Common questions before you try it

Does a small specialty trade sub need dedicated construction accounting software or is QuickBooks enough?
QuickBooks handles general accounting well. Where it falls short for specialty trade subs: WIP schedule generation, cost-to-complete forecasting, and retainage accounting. If your bonding company asks for a WIP schedule and you build it in Excel, you've outgrown QuickBooks for construction-specific needs.
What accounting software do specialty trade subcontractors typically start with?

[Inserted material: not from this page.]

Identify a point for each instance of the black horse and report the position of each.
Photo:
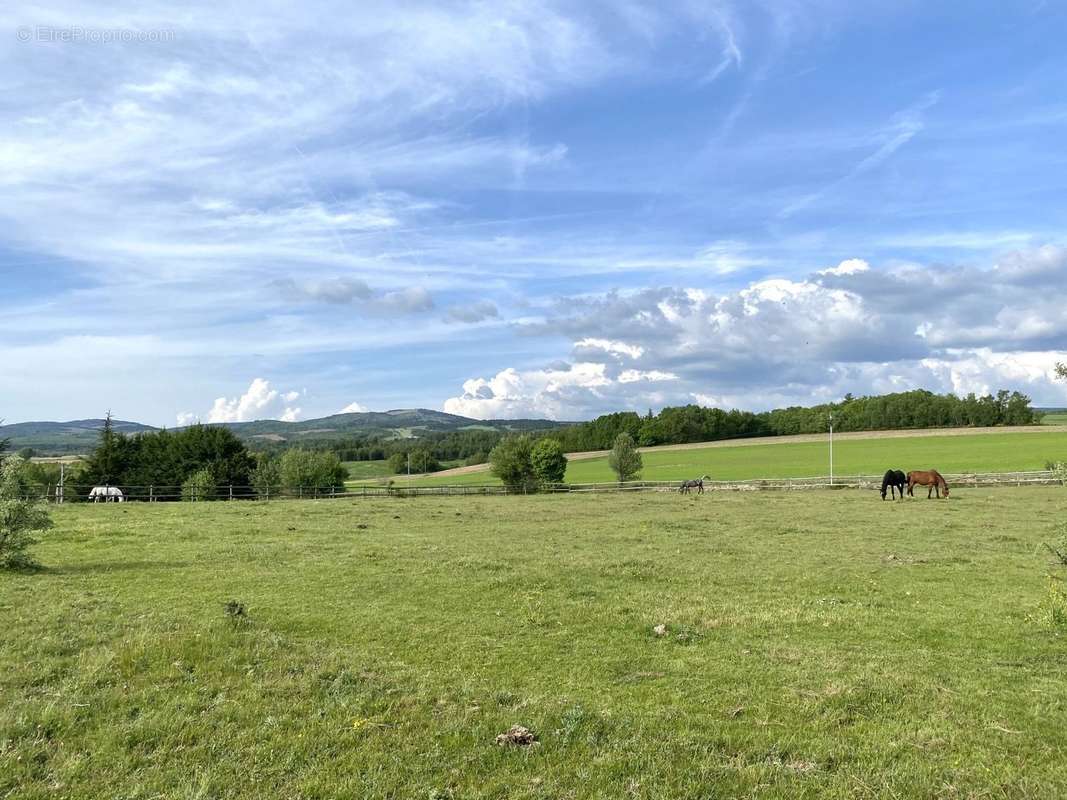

Most small subs start with QuickBooks combined with Excel for job cost tracking. The Excel component handles the construction-specific reporting QuickBooks can't generate on its own. Switching to a dedicated tool usually happens when the Excel workload becomes unmanageable or when the bonding company requires more formal WIP reporting.
What should a specialty trade sub look for in construction accounting software?
Retainage tracking that handles both receivable retainage (what GCs owe you) and payable retainage (what you owe subs). WIP schedule generation. Cost-to-complete forecasting. Change order management. And pricing that doesn't penalize you for giving your whole team access.
Is there construction accounting software with no implementation fee for small subs?
MarginLock has zero implementation fees. Knowify has no listed implementation fee. Foundation and Sage 100 both require implementation investment through their reseller or implementation partner networks. Cloud-native tools are generally faster and cheaper to get started on than Windows-native or reseller-sold platforms.